Originally posted at Feed the Future.
A week ago, against the backdrop of the Olympics, I witnessed history. I was there not for the Games, but for the Global Hunger Event, which was co-hosted by U.K. Prime Minister Cameron and Brazil Vice President Temer.
The event brought civil society and private sector partners together with leaders from across the globe—and even a few Olympic heroes including in incomparable Mo Farah—to commit to championing for change against global hunger.
At the top of the list of priorities that emerged: Making significant gains against undernutrition before the 2016 Olympic Games in Rio de Janeiro. Just as is true for Olympians to be at their best, we know that adequate nutrition—especially in the critical 1,000-day window between pregnancy and a child’s second birthday—is key to a healthy, productive life. However, two billion people in the world, including nearly 200 million children under 5 years of age, suffer from undernutrition and its irreversible effects.
The good news? We can change this. And we are already taking the steps needed to do so.
Through Feed the Future, we support countries in developing their agriculture sectors to spur inclusive economic growth that increases incomes and reduces hunger and poverty. We are integrating nutrition and agriculture programs, and have set ambitious targets that contribute to the World Health Assembly’s new global goal to reduce the number of stunted children by 40 percent by 2025.
If it sounds like a big undertaking, it is. We have the know-how and tools to make a difference. But we can’t do this work alone. We need strong global partnerships to champion that our generation’s legacy should include the not “heroic,” but simply “human,” act of ending huger.
It’s why we work with partners like Pepsi, HarvestPlus, DSM, and the Global Alliance for Improved Nutrition to foster private sector-led innovation and public-private partnerships that can strengthen agriculture value, spur productivity, and develop more nutritious foods that are accessible to the poor. And we know that our civil society and NGO partners are critical to making this a reality.
That spirit of partnership is what drives the New Alliance for Food Security and Nutrition, which was announced by President Obama just prior to the G8 Summit this year. A commitment by G8 nations, African partner countries and private sector partners to support agricultural development in sub-Saharan Africa, the New Alliance aims to lift 50 million people in sub-Saharan Africa out of poverty in the next 10 years.
What I realized at the Global Hunger Event was that the momentum we’ve all created—through Feed the Future, the New Alliance, and this event—is real. Next year, the G8 presidency will transition from the United States to our friends in the United Kingdom, and I couldn’t be more thrilled that food security and nutrition, as evidenced by the Global Hunger Event, will continue to be a clear priority.
In the days ahead, Ethiopia, Ghana, and Tanzania will host workshops to kick off New Alliance for Food Security and Nutrition Cooperation Frameworks. These workshops will bring host-country government partners, African and G8 country government officials, international donors, private sector partners, and civil society groups together to focus on the implementation of actions to accelerate country plans and priorities for improved food security and nutrition.
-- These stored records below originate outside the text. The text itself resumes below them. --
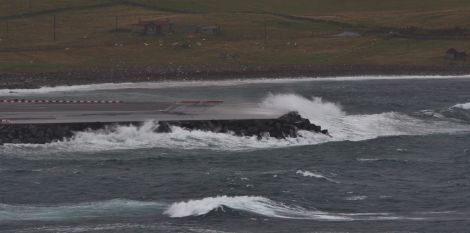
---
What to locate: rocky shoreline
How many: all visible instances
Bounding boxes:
[0,65,470,89]
[0,112,328,144]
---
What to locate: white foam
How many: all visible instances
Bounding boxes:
[454,102,470,110]
[295,170,339,183]
[0,75,470,96]
[0,199,165,223]
[164,196,425,221]
[0,94,470,155]
[345,195,367,201]
[164,196,350,220]
[261,94,470,141]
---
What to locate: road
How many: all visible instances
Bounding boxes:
[0,100,282,124]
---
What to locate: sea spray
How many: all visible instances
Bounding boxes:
[0,94,470,155]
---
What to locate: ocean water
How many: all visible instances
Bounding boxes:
[0,76,470,233]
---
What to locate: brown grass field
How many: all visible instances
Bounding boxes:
[0,0,470,72]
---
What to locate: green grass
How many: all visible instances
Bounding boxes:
[0,0,470,72]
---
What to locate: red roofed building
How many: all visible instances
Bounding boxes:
[132,19,173,35]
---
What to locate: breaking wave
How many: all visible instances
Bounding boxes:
[164,196,424,221]
[0,75,470,96]
[454,103,470,110]
[262,94,470,141]
[0,196,467,223]
[0,94,470,154]
[295,170,339,183]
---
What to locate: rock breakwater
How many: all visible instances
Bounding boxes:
[0,112,328,144]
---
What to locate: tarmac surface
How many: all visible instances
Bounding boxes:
[0,99,282,124]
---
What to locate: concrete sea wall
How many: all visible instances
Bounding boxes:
[0,112,328,144]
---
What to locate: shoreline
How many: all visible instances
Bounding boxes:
[0,65,470,89]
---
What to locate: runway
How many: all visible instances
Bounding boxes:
[0,99,282,124]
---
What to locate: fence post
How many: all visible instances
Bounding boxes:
[5,19,10,39]
[114,16,119,32]
[52,15,56,41]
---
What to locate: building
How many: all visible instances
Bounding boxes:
[199,25,220,35]
[182,25,220,35]
[446,48,468,60]
[132,19,173,35]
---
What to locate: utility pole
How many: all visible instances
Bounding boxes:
[264,18,268,46]
[114,16,118,32]
[5,19,10,39]
[52,15,56,41]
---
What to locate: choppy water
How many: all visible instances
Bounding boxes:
[0,77,470,232]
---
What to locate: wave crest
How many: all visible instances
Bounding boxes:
[0,94,470,154]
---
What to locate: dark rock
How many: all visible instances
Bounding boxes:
[0,112,329,144]
[155,121,171,133]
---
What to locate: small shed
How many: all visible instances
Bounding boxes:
[335,32,361,37]
[199,25,220,35]
[132,19,173,35]
[446,48,468,60]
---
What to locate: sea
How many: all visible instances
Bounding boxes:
[0,76,470,233]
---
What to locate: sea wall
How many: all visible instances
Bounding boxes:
[0,112,328,144]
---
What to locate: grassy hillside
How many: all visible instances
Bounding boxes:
[0,0,470,72]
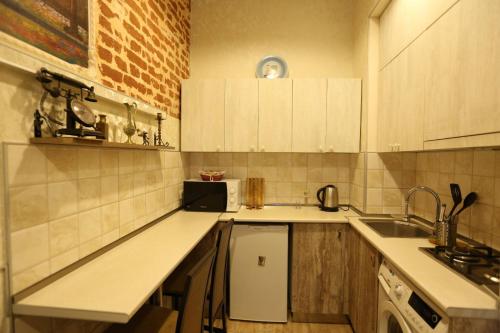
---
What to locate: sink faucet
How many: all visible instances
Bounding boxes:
[403,186,444,222]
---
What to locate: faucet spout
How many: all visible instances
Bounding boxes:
[403,186,442,222]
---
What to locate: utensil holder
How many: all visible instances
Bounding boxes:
[435,215,458,247]
[246,178,264,209]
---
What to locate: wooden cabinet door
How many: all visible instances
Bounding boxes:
[225,79,259,152]
[325,79,361,153]
[258,79,292,152]
[291,223,348,314]
[181,80,225,152]
[292,79,327,153]
[347,229,380,333]
[422,0,500,140]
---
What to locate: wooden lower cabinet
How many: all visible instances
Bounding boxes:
[346,228,381,333]
[291,223,349,322]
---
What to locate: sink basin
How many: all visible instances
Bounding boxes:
[360,219,431,238]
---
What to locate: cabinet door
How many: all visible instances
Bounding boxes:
[347,229,379,333]
[423,0,500,141]
[291,223,348,314]
[326,79,361,153]
[225,79,259,152]
[181,80,225,152]
[292,79,327,153]
[258,79,292,152]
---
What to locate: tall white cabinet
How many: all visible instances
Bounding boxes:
[258,79,292,152]
[292,79,327,152]
[325,79,361,153]
[181,80,225,152]
[224,79,259,152]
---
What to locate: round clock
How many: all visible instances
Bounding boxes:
[255,56,288,79]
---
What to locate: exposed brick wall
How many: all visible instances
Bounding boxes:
[96,0,190,118]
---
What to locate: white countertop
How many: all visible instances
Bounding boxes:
[13,211,220,323]
[220,206,359,223]
[349,218,499,319]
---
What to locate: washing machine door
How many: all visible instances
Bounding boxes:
[377,300,412,333]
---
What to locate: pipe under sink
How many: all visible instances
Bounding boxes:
[359,219,432,238]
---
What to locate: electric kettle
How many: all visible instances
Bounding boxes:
[316,185,339,212]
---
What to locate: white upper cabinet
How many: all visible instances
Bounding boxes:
[258,79,292,152]
[424,0,500,141]
[225,79,259,152]
[325,79,361,153]
[292,79,327,152]
[181,80,225,152]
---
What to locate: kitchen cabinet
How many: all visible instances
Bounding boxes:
[378,40,425,152]
[224,79,259,152]
[325,79,361,153]
[291,223,349,317]
[347,229,380,333]
[422,0,500,145]
[258,79,292,152]
[292,79,327,153]
[181,80,225,152]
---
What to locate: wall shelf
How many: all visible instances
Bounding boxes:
[30,137,163,150]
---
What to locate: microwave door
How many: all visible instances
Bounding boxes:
[184,182,227,212]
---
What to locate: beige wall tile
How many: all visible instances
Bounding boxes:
[134,172,146,196]
[79,237,102,258]
[101,202,120,233]
[48,180,78,220]
[46,147,78,182]
[7,144,47,186]
[118,174,134,200]
[118,150,134,175]
[101,149,119,176]
[11,261,50,294]
[50,245,79,274]
[78,148,101,178]
[455,150,474,175]
[78,208,102,244]
[100,175,118,205]
[11,223,49,274]
[134,150,146,172]
[78,177,101,211]
[49,214,79,256]
[472,150,495,177]
[9,184,49,232]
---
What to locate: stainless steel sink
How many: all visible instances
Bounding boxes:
[360,219,432,238]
The fact that so many leaders from so many sectors are committed and working together toward a common goal is groundbreaking. It is the stuff of history. In our day-to-day routine, it’s easy to get caught up in the details and miss the big picture: We’re making progress on incredibly urgent and important issues like hunger, poverty and undernutrition.
If we all continue to champion these efforts, and work alongside our colleagues, partners, and heroes to fight hunger, what will our legacy be?